Last week the Supreme Court decided the case of Heien v. North Carolina. In an 8-1 decision, the Court decided that even though an officer stopped a driver for conduct that was later decided NOT to be illegal, that the officer’s objectively reasonable belief that the conduct was illegal saved the stop from violating the Fourth Amendment. Surprisingly, some of the justices that can usually be counted on to protect the privacy rights of Americans, namely Justices Scalia (yes he is one of the better ones on Fourth Amendment issues), Ginsburg, Kagan, and, frequently Kennedy, failed to do so in this case. Only Justice Sotomayor dissented from the decision in Heien.
The Heien case dealt with what I will call the two versus three brake light issue. Many states enacted laws requiring two brake lights on cars and also laws requiring all equipment on a car to be working. The two brake light laws were enacted at a time when cars only had two brake lights. Since the enactment of these laws, many cars have been made with three brake lights. As is not uncommon, in many states the law has lagged behind technology. In those states, there has been a legitimate debate about whether a car with three brake lights, and one out, was in violation of the law.

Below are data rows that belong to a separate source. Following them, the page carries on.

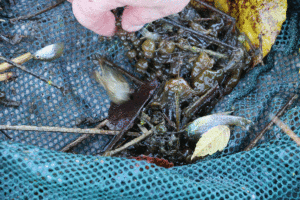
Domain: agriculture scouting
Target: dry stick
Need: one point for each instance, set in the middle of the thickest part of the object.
(101, 124)
(38, 13)
(199, 50)
(285, 129)
(177, 111)
(31, 73)
(168, 120)
(6, 134)
(149, 123)
(146, 133)
(216, 10)
(127, 74)
(195, 106)
(218, 42)
(63, 130)
(270, 124)
(81, 138)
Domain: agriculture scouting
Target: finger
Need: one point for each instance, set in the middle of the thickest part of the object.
(94, 16)
(134, 18)
(6, 76)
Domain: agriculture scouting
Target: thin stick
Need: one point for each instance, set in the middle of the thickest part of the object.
(31, 73)
(6, 134)
(199, 50)
(177, 111)
(285, 129)
(75, 143)
(82, 137)
(195, 106)
(203, 19)
(6, 76)
(146, 133)
(103, 123)
(216, 10)
(270, 124)
(168, 120)
(63, 130)
(129, 75)
(149, 123)
(4, 38)
(220, 43)
(38, 13)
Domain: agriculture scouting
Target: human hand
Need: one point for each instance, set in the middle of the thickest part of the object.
(96, 16)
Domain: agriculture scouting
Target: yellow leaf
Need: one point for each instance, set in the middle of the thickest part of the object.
(255, 17)
(215, 139)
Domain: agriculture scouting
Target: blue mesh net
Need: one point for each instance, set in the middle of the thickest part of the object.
(32, 167)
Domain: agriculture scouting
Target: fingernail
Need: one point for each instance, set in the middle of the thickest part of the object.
(134, 27)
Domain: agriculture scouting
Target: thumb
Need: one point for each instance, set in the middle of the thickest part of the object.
(134, 18)
(94, 17)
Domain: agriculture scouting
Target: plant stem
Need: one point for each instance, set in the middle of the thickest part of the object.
(146, 133)
(217, 42)
(63, 130)
(270, 124)
(36, 14)
(285, 129)
(31, 73)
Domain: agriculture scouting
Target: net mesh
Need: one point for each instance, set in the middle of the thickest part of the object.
(32, 167)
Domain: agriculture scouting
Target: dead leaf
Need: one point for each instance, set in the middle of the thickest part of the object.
(255, 17)
(215, 139)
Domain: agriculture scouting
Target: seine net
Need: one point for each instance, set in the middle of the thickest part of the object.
(33, 168)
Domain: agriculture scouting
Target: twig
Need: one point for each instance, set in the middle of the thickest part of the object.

In Heien, the officer stopped a car with three brake lights, and one out. Drugs were found in the car, which is why Heien challenged the stop. The trial court denied his motion to suppress and Heien appealed. Subsequently, the North Carolina Court of Appeals held that two working brake lights were all that was required and reversed. (Maryland requires three). The North Carolina Supreme Court reversed and upheld the conviction, even though the State did not challenge the intermediate court’s ruling on the brake light law. So Heien appealed to the Supreme Court.
One might have thought that when the North Carolina intermediate appellate court ruled that Heine’s vehicle was not in violation of North Carolina law, and that the ruling was not challenged, that it’s conclusion that the stop was illegal would have been upheld, even though the quesstion was debatable at the time the officer stopped Heien. However, the Supreme Court ultimately held that because the officer’s belief that Heien’s vehicle was violating North Carolina law although wrong was objectively reasonable, the stop did not violate the Fourth Amendment. It is important to note that the Court did not say in Heien, as it has said in some cases, that although the officer violated the Fourth Amendment that the exclusionary rule should not apply where a statute or court decision requires the officer to act in a way that is later held to violate the Fourth Amendment. In Heien, the Court held that the officer’s stop did not violate the Fourth Amendment.
The decision is troubling for a number of reasons. One is that frequently high court decisions get watered down or misunderstood by officers, prosecutors, and lower courts resulting in an overall diminution of our Fourth Amendment freedoms, and hence an increase in the number of times drivers observably violating no law will be stopped and detained by police, and the stops will later be upheld by courts. In the past, an officer could not rely on unsettled legal issues to avoid the application of the exclusionary rule to a search and/or seizure. As Justice Sotomayor points out, there is not really any support in prior cases for rewarding an officer’s mistake of law. And there is little incentive for courts to resolve questions of law if they only need to decide if the officer’s belief that the law was violated was “objectively reasonable.”